We assumed stone-associated variations could make CLDN14 susceptible to microRNA silencing in the regions that control gene regulation. Calcium levels control the silencing function of two microRNAs (miR-9 and miR-374). miR-9 and miR-374 repressed the translation of claudin 14 protein by silencing the transcript in kidneys [30]. Nishi et al. [31] reported that this protein had a similar function in many species but the difference existed in ion regulation due to the molecular location of regulatory domains. These data indicated that protein function is evolutionarily adapted and can change depending on epigenetics and environmental factors like diet. These changes can affect the signaling cascade and gene regulation as observed in cancer [32].

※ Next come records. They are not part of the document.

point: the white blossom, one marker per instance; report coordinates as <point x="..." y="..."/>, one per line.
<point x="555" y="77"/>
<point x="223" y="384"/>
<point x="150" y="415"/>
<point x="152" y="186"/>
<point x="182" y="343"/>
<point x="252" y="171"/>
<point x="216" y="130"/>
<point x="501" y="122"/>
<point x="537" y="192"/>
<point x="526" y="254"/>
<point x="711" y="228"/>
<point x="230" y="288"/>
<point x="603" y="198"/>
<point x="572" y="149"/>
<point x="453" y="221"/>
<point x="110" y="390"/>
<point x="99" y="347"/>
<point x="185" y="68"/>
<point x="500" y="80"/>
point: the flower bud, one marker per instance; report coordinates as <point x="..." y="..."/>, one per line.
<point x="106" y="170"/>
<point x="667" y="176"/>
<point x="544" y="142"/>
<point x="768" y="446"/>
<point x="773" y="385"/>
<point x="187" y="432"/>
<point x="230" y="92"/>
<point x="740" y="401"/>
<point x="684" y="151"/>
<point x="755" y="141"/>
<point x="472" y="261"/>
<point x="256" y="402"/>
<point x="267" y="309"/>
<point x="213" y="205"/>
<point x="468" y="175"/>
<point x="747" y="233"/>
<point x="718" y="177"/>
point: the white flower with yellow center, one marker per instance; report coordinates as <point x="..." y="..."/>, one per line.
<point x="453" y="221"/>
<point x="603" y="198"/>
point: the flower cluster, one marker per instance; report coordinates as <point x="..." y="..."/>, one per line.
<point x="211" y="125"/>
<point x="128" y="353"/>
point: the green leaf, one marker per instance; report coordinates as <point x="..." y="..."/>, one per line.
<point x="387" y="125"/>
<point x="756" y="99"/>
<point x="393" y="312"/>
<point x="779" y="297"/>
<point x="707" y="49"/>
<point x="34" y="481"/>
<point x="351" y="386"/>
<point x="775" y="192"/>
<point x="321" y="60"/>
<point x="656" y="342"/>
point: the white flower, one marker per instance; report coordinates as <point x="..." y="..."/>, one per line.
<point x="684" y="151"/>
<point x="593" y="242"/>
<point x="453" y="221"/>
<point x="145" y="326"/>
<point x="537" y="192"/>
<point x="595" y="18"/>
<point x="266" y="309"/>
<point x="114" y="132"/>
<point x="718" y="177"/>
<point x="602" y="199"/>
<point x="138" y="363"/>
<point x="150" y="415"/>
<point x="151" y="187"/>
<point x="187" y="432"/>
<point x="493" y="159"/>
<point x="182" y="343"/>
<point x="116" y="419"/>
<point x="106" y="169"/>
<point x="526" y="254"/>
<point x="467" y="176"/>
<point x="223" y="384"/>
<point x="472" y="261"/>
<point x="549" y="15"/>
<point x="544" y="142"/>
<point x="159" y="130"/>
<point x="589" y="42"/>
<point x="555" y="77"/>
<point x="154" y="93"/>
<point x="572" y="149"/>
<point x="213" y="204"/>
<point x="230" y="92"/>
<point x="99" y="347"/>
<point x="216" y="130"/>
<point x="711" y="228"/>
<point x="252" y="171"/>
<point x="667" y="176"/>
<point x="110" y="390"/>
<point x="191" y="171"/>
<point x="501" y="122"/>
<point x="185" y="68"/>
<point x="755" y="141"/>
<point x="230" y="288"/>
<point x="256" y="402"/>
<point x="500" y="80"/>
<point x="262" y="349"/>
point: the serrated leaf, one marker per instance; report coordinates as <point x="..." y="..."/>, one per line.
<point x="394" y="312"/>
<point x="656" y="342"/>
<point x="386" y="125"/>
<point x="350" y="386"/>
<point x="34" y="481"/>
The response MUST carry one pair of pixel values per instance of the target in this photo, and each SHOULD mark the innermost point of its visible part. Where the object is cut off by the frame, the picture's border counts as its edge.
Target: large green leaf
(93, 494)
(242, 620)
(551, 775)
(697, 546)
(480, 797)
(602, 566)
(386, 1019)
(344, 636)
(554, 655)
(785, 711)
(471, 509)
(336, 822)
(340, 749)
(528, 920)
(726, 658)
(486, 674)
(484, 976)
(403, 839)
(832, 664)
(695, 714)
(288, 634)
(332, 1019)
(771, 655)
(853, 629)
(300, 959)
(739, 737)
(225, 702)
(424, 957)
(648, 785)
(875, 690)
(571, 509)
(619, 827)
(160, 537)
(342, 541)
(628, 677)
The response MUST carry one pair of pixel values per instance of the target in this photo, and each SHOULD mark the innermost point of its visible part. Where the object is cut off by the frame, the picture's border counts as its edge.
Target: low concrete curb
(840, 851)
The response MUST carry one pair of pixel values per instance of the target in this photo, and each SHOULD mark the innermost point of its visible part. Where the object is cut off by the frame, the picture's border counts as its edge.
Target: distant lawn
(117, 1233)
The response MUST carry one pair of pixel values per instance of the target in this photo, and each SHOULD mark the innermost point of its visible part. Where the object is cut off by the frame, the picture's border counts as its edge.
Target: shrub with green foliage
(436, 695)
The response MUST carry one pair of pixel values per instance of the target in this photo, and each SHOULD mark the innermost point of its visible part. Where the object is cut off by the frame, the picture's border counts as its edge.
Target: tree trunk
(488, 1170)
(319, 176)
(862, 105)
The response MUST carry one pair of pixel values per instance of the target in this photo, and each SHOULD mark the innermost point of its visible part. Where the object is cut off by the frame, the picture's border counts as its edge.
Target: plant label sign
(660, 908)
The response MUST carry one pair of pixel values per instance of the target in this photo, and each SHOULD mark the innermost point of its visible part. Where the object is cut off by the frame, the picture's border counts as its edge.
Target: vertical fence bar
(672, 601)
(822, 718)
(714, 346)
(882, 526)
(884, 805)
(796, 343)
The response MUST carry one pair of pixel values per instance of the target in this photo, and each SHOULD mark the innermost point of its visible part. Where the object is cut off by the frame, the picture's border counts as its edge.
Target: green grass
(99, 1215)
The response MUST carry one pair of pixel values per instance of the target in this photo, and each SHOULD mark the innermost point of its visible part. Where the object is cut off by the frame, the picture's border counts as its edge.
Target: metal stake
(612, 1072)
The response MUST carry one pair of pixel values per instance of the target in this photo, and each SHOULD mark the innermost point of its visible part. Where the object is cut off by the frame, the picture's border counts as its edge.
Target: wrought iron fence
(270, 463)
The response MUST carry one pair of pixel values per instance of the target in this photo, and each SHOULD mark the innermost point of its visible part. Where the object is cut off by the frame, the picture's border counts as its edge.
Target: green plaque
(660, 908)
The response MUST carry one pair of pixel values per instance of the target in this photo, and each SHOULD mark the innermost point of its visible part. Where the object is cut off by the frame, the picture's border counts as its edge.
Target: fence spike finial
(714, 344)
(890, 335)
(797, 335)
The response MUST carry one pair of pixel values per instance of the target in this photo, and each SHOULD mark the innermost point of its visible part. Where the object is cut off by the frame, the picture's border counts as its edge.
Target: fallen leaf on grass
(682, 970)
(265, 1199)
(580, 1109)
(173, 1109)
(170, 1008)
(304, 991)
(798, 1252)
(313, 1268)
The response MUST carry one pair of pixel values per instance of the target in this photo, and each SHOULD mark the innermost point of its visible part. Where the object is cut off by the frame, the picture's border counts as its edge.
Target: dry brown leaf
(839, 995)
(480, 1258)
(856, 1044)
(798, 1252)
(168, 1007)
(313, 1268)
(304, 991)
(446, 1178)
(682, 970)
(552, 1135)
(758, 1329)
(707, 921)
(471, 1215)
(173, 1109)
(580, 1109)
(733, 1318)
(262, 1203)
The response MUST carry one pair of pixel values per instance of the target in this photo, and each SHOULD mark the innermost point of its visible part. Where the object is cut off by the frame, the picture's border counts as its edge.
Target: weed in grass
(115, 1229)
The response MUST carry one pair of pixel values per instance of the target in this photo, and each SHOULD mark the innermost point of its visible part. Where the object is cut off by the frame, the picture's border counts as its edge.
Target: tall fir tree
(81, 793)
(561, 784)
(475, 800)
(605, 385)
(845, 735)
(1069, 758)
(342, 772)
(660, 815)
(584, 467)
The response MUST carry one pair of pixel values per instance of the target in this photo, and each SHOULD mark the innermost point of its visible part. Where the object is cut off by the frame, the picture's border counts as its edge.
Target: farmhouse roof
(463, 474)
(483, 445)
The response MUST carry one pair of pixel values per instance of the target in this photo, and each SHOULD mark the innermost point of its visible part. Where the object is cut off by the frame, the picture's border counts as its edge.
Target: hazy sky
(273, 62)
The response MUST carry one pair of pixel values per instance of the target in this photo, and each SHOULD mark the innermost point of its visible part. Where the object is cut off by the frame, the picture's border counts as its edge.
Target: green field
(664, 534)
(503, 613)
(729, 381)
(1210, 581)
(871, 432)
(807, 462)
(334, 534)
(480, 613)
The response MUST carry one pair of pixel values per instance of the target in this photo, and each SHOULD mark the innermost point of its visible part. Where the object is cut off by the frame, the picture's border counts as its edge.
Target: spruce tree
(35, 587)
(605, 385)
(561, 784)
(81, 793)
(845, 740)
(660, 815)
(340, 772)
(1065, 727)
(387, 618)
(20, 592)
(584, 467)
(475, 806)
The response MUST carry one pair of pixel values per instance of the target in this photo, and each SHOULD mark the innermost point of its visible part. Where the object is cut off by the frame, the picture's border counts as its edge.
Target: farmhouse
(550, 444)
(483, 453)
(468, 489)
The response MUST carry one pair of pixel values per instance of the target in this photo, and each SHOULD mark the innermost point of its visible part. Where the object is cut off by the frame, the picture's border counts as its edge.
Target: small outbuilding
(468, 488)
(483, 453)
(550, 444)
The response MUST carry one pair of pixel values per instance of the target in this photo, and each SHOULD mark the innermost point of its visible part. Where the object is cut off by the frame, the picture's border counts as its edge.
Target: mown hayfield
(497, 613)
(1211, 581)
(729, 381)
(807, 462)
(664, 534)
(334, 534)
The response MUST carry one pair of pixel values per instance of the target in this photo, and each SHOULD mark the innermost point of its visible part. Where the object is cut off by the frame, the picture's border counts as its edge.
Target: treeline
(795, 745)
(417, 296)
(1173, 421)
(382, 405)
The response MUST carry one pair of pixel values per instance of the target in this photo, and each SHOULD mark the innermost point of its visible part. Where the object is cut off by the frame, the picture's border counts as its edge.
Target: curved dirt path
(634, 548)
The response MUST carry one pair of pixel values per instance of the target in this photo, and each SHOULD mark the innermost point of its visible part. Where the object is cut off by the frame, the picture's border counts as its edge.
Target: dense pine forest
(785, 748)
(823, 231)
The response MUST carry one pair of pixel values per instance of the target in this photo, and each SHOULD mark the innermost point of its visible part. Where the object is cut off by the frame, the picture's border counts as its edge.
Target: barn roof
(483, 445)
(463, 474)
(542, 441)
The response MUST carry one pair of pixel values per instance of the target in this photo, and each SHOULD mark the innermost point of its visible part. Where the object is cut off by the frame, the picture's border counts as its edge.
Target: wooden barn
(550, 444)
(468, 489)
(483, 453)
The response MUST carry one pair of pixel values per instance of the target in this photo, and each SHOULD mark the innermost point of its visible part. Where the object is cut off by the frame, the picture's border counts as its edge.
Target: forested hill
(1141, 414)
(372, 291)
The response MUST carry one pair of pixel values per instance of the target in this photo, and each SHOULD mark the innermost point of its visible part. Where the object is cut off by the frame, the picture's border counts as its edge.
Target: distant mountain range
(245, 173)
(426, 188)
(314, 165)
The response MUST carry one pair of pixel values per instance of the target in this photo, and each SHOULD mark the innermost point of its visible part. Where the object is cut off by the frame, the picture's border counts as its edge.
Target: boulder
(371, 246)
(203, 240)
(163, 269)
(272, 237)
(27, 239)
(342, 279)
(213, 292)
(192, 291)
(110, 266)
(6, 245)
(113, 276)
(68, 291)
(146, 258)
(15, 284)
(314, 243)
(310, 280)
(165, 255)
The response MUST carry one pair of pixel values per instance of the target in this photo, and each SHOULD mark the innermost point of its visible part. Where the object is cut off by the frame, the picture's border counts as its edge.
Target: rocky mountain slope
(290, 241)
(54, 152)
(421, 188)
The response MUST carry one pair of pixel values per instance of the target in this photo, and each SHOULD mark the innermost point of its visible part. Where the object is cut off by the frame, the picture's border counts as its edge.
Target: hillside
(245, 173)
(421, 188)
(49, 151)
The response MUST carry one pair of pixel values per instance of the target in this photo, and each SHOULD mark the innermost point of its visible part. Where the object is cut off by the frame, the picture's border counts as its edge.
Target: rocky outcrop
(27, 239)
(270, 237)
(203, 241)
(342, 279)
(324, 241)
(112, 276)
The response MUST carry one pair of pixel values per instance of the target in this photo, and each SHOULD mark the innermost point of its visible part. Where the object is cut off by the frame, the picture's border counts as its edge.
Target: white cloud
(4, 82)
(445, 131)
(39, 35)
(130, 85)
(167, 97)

Overall, we identified the TA haplotype and its association with kidney stone formation but no additional monogenic or genetically strong mutations in our cohort. We supplemented our study with an in silico analysis. We determined that amino acids 49-60 were crucial for extracellular and transmembrane interactions. Our structural analysis suggests that the transmembrane region is vital for structural stability and function (Figure 3) [32]. Also, our in silico studies showed that the mutations associated with hearing loss were highly conserved.

Conclusion

We found a novel TA haplotype (p = 0.0016) of rs219779 and rs219780 SNPs, both of which were previously reported to correlate with kidney stone formation in different populations in separate studies. Furthermore, our study suggested that hearing loss was associated with genetically strong monogenic mutations in CLDN14 causing protein instability, whereas stone-associated variations of CLDN14 affected gene regulation.